Slept on the problem.  Woke up, fired up the machine, ran a compile:  No
problem.  Ran it again:  No problem.  Ran it a third time:  SIG11.  Ran
it again:  Same error, different spot.

Pondered the problem for a bit:  It seemed as if the error was kicking
in only after the system reached heat equilibrium, but not during
the initial 30 minutes of operation when the system was still
stone-cold.  But that didn't make much sense:  I opened up the case and
re-verified that the system really _was_ an engineer's dream of
conservative design, and that even the 10,000 RPM drives were running
cool.

I drove down from San Francisco to the Palo Alto Fry's and bought both
the heat-conductive pads you can sandwich between CPUs and their heat
sinks _and_ the thermal paste you can use instead.  I was going to make
double-sure that I had good contact, there, before taking the CPU back
to SA Technology and looking like an idiot if it turned out to be
perfectly OK.

I took the heat sink off the CPU, cleaned both off, put paste on them
and pressed them together.  For some reason, perhaps on account of some
bell ringing in my unconscious mind, a few minutes later I pulled them
apart again to look at the two pieces more closely.

And swore.

The motherboard socket for the K6 has a square outline, and the pins
have a square pattern, with one corner of the CPU's pin-layout being
different so you won't destroy it by putting it in the wrong way.  When
you put the CPU into the socket, if you aren't looking too closely, you
think: square socket, square CPU with a keyed feature to keep you from
screwing up, square heatsink/fan assembly.  1, 2, 3 -- done.  Foolproof.
(Well, no.)

The _top_ surface of the CPU turned out to have a heatsink-contact
surface that extended only across maybe 70% of the lateral distance, and
the other 30% was sunk down lower.

  ---------------------
  |            |      |
  |            |      |
  |            |      |
  |            |      |
  |  contact   |      |
  |  surface   |      | 
  |            |      | 
  |            |      |
  ---------------------

I'd accidentally rotated the heatsink 180 degrees, so that _its_ contact
surface was staggered over to the right-hand-side:

  ---------------------
  |      |            |
  |      |            |
  |      |            |
  |      |            |
  |      |   contact  |
  |      |   surface  |
  |      |            |
  |      |            |
  ---------------------

Only a little strip in the middle was actually touching, so all the
other thermal paste was still protruding up into the air, un-squashed.  
Most of the CPU top surface was getting _zero_ help with cooling, and
instead was radiating out into a nice warm, insulating air pocket under
the heatsink.

If this had been an Athlon or P4 Coppermine, the CPU probably would have
committed seppuku, but the K6 was completely undamaged and has been
happily cranking away ever since.

But that experience confirmed me in my prejudice that a cool CPU
(like a cool system generally) is much, much, much to be preferred over 
one that runs hot and needs heroic measures like huge amounts of forced
air flow to stave off disaster.  Those other ones may be faster -- but 
usually (for most machine roles) don't even manifest that speed in ways
you especially care about.

You wrote:

>  21 Tekram DC-315U Ultra-SCSI/SCSI-2 controller PCI card
>     with internal and external connectors.

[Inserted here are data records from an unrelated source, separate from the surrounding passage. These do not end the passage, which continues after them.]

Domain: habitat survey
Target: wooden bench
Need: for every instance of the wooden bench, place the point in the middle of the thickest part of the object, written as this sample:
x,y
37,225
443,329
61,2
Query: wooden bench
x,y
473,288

That's certainly inexpensive.  I'm a little unclear what you're using it
for, since you didn't include any SCSI components -- nor any hard drives
of any sort, actually.  

The spec sheet at tekram.com claims it's based on a Tekram S1040
chipset -- which is unusual, since Tekram SCSI cards are best-known as
inexpensive, cost-effective implementations of good ol' LSI / Symbios / NCR 
chipsets such as the 53C810, 53C815, 53C875, 53C895, and such.  I also
notice it has _no BIOS_, which has two consequences:  (1) Most likely,
Linux will not be able to auto-probe the card.  Instead, you'll have to 
tell the booting kernel about it via command-line parameters in your
lilo or GRUB configuration.  (2) You won't be able to _boot_ from SCSI
devices, period.

The "U" in the model number without a "W" to go with it means it's
so-called "ultra-SCSI" without a wide data path.  So, you have an 8-bit
= 1 byte data path (50-pin connectors), capable of 20 MB/sec transfers
across the SCSI bus.  That's not very high, these days.  Furthermore and
(along with the 8-bit data path) more of a problem for long-term
usability, the card doesn't support LVD (low-voltage differential)
operation, which puts terrible limits on total chain length and
(consequently) the number of devices that can reliably operate on the
chain.

Tekram does have other models that _can_ support LVD and wide (2 byte
wide) SCSI, such as the DC-390U2B, which uses the tried-and-true
LSI/Symbios 53C895 chipset.  It also supports up to 40 MHz transfers
across the SCSI bus, which, with the 2 byte wide data path, means it'll
do 80 MB/sec, maximum.

So:  I have no idea _why_ you're buying a SCSI card for a system with no
SCSI devices listed -- but I'd pay $70 more for something like the
DC-390U2B instead of sinking $21 into something like the DC-315U, whose
drawbacks and limitations over the long term would just frustrate me.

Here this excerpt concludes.